Mon, Sep 25, 2006 - Page 20 News List

Casey makes Cup history with winning hole-in-one

AWESOME ACE Paul Casey added the first match-winning hole-in-one in Ryder Cup history to his ?1 million victory in Wentworth last Tuesday


Europe's Paul Casey, center, is embraced by his partner Jocelyn Hefner as they watch a replay of his hole-in-one on the 14th tee after the foursomes match against Stewart Cink and Zach Johnson of the US, on the second day of the 2006 Ryder Cup at the K Club golf course in Straffan, Ireland, on Saturday.


Paul Casey found something even better than winning the richest prize in golf: an ace to win his match at the Ryder Cup.
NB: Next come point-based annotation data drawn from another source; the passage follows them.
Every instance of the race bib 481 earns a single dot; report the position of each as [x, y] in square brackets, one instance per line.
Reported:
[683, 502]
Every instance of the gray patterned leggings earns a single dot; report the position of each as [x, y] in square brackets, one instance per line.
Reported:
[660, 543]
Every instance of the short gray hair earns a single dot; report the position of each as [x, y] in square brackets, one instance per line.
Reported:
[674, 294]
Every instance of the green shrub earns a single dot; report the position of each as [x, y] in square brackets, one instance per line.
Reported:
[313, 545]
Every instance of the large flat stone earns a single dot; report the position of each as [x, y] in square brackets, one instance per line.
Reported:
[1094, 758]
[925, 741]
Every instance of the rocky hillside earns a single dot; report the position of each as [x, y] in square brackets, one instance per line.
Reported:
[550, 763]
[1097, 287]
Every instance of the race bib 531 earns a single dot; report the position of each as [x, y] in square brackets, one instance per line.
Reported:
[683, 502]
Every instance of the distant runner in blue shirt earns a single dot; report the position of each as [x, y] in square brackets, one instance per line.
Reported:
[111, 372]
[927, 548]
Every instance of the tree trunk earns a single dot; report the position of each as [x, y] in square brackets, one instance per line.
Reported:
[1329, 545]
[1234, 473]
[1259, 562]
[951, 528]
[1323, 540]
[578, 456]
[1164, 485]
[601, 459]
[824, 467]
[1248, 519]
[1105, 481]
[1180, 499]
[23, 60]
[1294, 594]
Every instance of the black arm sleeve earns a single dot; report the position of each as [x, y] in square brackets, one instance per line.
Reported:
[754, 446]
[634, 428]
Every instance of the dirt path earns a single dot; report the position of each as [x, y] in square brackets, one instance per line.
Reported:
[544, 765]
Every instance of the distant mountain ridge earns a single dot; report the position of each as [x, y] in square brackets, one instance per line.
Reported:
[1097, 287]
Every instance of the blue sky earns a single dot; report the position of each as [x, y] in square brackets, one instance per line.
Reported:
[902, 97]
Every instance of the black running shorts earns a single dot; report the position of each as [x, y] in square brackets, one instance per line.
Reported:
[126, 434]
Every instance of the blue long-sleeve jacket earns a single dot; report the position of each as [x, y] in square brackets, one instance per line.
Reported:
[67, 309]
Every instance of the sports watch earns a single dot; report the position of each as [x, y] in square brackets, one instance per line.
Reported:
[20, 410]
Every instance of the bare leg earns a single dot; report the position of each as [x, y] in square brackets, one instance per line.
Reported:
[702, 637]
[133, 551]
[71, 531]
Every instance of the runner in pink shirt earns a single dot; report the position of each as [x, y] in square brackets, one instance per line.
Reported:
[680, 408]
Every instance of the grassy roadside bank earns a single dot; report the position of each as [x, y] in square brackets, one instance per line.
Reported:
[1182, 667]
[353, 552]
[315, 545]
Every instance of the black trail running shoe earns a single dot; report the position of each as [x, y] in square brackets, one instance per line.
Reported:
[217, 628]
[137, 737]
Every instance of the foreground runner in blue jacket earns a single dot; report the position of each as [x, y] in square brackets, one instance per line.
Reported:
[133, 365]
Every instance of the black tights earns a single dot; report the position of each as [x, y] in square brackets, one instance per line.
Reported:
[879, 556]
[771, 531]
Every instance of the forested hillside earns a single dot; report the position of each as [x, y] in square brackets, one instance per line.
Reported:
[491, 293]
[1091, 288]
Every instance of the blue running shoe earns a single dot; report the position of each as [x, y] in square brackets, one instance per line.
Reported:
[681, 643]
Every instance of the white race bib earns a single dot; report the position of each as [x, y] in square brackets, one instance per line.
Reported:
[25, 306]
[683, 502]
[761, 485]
A week after collecting ?1 million (US$1.88 million) as World Match Play champion at Wentworth, Casey crossed the Irish Sea to ace the par 3, 213-yard 14th at the K Club and make Ryder Cup history.

It was the first time in 79 years of Ryder Cup play that a match had finished with an ace, giving himself and David Howell a 5 and 4 win over Stewart Cink and Zach Johnson to help Europe to a healthy 10-6 advantage going into yesterday's singles matches.

"I knew it was close. But, when the crowd reacted, it was a bizarre moment, hands in the air," Casey said after seeing his 4-iron tee shot roll gently into the hole. "I looked at Stewart and Zach and that was it. A surreal moment, not walking up to a green."

"The reaction of the whole crowd was great and to see it on the big-screen TV was fantastic. It's probably something that will go down in history. I've seen holes-in-one at the Ryder Cup -- Nick Faldo, Howard Clark, Costantino Rocca, there's a few Europeans who have made holes-in-one. But, to close out a match is something different," he said.

If Casey had followed the advice of Europe's captain, Ian Woosnam, he may well not have done it.

"Woosie said to me that all of the other guys had hit 3-irons," he said. "As it turned out, it was a perfect 4-iron."

The foursomes victory meant Casey was unbeaten in three matches at the 36th Ryder Cup after halving both his foursomes in partnership with Sweden's Robert Karlsson, each time against Cink and J.J. Henry.

In Saturday's match against Cink and Johnson, the Europeans won four holes in a row from the second and went 5-up at the 13th. When Casey aced 14, the match was all over without Cink even teeing off.

By a strange twist, the Europeans then conceded to Cink which meant he also had a "1" on his card without even hitting the ball.

It was feared that, during his celebrations, Casey lost his club to one of the spectators who were wildly cheering behind the barriers alongside the tee.

"I know where the ball is," he said. "The ball is very safe. There is a 4-iron in my bag in the locker room. I haven't checked to see if it's mine yet. It was not a primary concern where the 4-iron was going."